Long Duration Electricity Storage (LDES)
As decarbonising electricity has gathered pace in the form of solar photovoltaic (PV) and wind power technologies there are often long periods of imbalance between electricity demand and variable renewable energy. Storage and release of energy at periods of demand is therefore critical. There are numerous LDES technologies, for instance battery and hydroelectric systems. This does not mean that other technologies such as hydrogen storage which can be converted to electricity using a power-to-gas-to-power fuel cell are not important. The Bill intervenes in the pricing system by imposing a duty on Ofgem to deliver a cap and floor system for LDES. The system is intended to provide a minimum revenue certainty for investors (the floor) and a regulated limit (the cap) on revenues to avoid excessive returns on investment. Whilst not covered in the Bill, easing the process for hydrogen storage should be a further priority for Government.

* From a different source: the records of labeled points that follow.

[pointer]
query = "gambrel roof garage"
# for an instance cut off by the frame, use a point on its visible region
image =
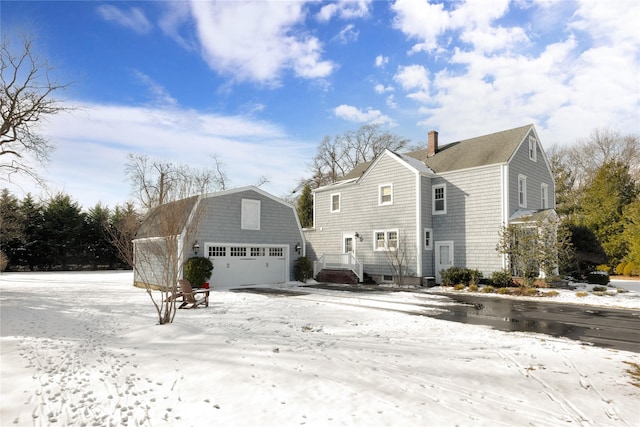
(250, 236)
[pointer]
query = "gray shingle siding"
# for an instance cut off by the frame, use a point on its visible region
(474, 217)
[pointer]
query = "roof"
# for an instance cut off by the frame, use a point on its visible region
(494, 148)
(171, 218)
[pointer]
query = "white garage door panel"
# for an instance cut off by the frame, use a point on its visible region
(245, 265)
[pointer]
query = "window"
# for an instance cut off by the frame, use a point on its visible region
(217, 251)
(257, 251)
(250, 214)
(335, 202)
(385, 194)
(532, 148)
(439, 199)
(276, 252)
(522, 191)
(544, 196)
(428, 237)
(238, 251)
(385, 240)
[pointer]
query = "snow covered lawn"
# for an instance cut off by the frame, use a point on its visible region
(84, 349)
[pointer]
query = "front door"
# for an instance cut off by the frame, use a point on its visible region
(444, 258)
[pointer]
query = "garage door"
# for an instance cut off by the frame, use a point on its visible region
(236, 265)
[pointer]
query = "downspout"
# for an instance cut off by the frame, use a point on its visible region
(418, 225)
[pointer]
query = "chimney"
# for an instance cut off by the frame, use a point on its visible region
(433, 143)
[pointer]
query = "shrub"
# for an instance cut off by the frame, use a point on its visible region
(457, 275)
(197, 271)
(4, 261)
(501, 279)
(598, 277)
(302, 269)
(631, 269)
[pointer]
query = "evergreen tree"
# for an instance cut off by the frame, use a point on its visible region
(602, 205)
(98, 247)
(63, 224)
(32, 252)
(11, 226)
(305, 207)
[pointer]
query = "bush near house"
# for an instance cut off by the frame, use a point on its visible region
(302, 269)
(598, 277)
(460, 276)
(197, 271)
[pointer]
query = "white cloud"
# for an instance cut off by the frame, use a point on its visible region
(415, 79)
(347, 34)
(345, 9)
(102, 135)
(158, 92)
(132, 18)
(381, 61)
(258, 41)
(380, 88)
(354, 114)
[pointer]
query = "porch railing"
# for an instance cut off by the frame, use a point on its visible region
(346, 261)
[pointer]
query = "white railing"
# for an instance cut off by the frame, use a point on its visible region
(339, 262)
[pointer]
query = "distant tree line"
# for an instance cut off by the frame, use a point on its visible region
(58, 235)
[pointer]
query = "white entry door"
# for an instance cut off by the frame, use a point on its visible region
(444, 258)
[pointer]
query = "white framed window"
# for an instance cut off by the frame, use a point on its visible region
(544, 196)
(428, 238)
(214, 251)
(385, 194)
(439, 199)
(532, 148)
(522, 191)
(385, 240)
(335, 202)
(250, 214)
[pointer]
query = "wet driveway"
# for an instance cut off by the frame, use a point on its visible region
(604, 327)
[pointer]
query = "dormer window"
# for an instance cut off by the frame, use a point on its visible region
(385, 194)
(532, 148)
(335, 202)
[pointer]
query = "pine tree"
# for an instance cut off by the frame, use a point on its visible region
(602, 207)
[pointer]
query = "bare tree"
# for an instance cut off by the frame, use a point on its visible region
(337, 156)
(26, 98)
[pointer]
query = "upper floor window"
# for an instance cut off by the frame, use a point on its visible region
(532, 148)
(522, 191)
(385, 194)
(439, 199)
(385, 240)
(428, 239)
(544, 196)
(335, 202)
(250, 214)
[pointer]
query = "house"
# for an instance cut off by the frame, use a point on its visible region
(250, 236)
(431, 209)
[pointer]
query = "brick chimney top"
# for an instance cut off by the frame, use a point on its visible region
(433, 143)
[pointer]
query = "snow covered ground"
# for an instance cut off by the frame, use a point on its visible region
(84, 349)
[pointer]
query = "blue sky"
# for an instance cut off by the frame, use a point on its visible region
(259, 84)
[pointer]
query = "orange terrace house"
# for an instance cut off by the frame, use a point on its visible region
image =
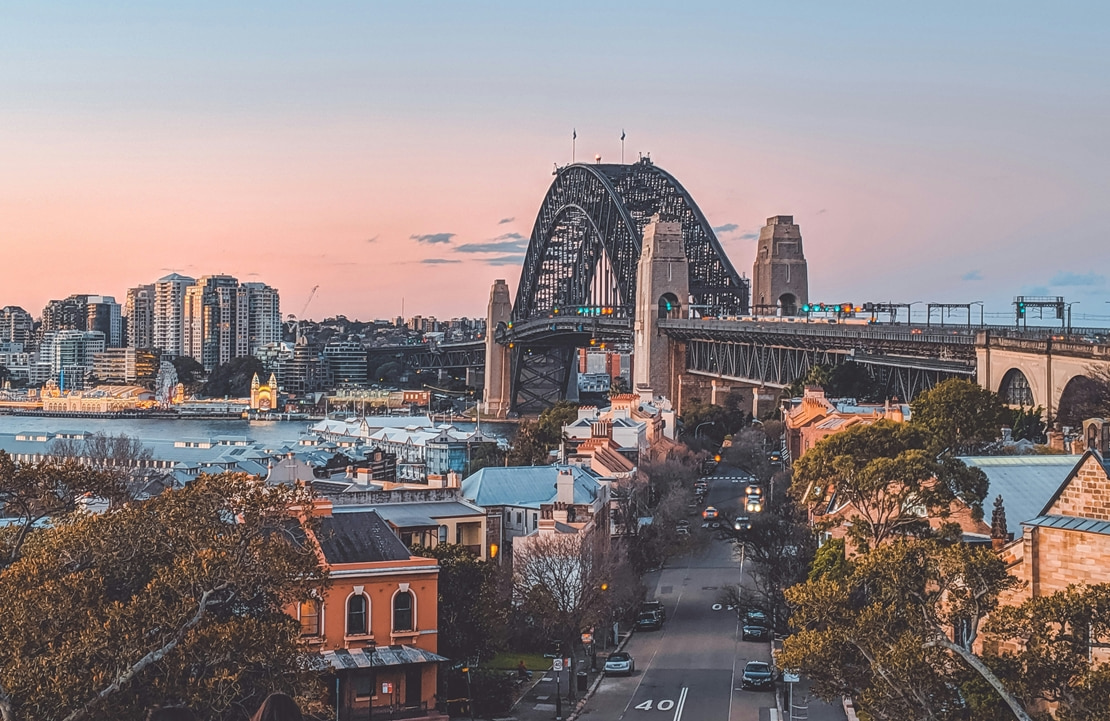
(375, 626)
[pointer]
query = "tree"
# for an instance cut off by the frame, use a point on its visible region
(233, 378)
(32, 493)
(960, 415)
(891, 483)
(473, 612)
(1055, 635)
(178, 598)
(190, 373)
(897, 632)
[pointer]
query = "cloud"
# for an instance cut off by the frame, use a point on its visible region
(1066, 277)
(505, 260)
(432, 239)
(506, 243)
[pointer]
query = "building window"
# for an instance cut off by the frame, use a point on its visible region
(310, 618)
(403, 611)
(356, 615)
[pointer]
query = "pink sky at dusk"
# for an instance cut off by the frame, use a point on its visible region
(904, 185)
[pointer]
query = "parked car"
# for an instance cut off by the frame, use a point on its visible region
(757, 674)
(755, 632)
(619, 662)
(654, 607)
(649, 621)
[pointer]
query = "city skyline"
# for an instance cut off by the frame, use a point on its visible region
(937, 154)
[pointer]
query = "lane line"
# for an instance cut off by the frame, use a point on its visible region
(736, 640)
(689, 560)
(682, 702)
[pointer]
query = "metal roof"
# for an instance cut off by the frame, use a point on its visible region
(526, 486)
(379, 656)
(1026, 483)
(1071, 523)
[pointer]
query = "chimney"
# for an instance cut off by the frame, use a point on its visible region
(564, 486)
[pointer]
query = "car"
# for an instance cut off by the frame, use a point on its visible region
(649, 621)
(757, 674)
(654, 607)
(755, 632)
(619, 662)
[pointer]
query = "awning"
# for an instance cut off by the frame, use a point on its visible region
(377, 657)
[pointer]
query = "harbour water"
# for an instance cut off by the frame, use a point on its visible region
(174, 429)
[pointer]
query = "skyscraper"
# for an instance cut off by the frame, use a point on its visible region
(16, 325)
(264, 316)
(215, 331)
(139, 317)
(169, 314)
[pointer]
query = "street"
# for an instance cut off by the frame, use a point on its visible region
(692, 667)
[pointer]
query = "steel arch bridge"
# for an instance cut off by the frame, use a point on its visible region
(582, 261)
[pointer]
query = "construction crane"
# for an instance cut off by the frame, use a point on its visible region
(304, 308)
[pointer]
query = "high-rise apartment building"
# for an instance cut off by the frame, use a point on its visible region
(139, 317)
(104, 314)
(213, 324)
(71, 355)
(170, 314)
(264, 310)
(16, 325)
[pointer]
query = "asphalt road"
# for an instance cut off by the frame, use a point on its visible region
(690, 669)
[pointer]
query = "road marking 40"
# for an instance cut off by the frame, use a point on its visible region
(666, 704)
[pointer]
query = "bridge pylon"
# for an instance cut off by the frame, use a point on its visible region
(663, 291)
(497, 394)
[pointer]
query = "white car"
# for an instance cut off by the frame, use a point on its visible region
(619, 662)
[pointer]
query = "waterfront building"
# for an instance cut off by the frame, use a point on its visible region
(170, 314)
(347, 359)
(17, 326)
(139, 317)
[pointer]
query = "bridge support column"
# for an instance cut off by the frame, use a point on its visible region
(662, 292)
(497, 393)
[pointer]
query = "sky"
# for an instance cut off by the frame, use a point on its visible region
(395, 153)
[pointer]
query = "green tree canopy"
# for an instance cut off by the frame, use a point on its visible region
(960, 415)
(179, 598)
(233, 378)
(892, 483)
(884, 633)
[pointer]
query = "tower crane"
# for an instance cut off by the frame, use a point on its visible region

Offshore Electricity Transmission – Extension of the Generator Commissioning Clause
Currently offshore wind transmission connecting the wind generator to the onshore grid are consented and built by an offshore wind developer. On completion, Ofgem runs a competitive tender to select an Offshore Transmission Owner (“OFTO”), independent of the generator since legislation requires generator and transmission licence holders to be independent of one another. The OFTO will own and operate the transmission assets. Section 4 of the Electricity Act 1989 makes it a criminal offence to participate in transmission of electricity without a licence, however, the Energy Act 2013 introduced a statutory exception to the section 4 prohibition thereby allowing the generator to convey electricity over the offshore transmission line during the commissioning period (to allow for testing and technical demonstration) for 18 months from completion (the “generator commissioning clause”). At the expiry of the generator commissioning clause, the transmission assets must be transferred to the OFTO. Where the Ofgem tender process is delayed, generators run the risk of their generator commissioning clause expiring prior to the transfer of the transmission assets. In order to prevent the generator committing a criminal offence in such situations (where the alternative is to shut the windfarm down until the transfer has completed, which has obvious commercial implications), a bureaucratic process of obtaining an exemption from the Secretary of State must be followed. Responding to numerous tender round delays, where the 18 month period proved insufficient, the Bill extends the generator commissioning clause period to 27 months. While this may address the needs of ever larger capacity projects, it will be interesting to see whether 27 months does suffice, particularly in the context of the OFTO divestment process where the tender timescales are set by Ofgem and are outside the control of the generators.
Comment
Taken together it is believed that these measures are overdue and will provide a pathway for a more efficient and faster means of reaching the Government’s commitment to deliver clean power by 2030, …”because clean, homegrown energy is the way to lower bills and boost Britain’s energy independence”.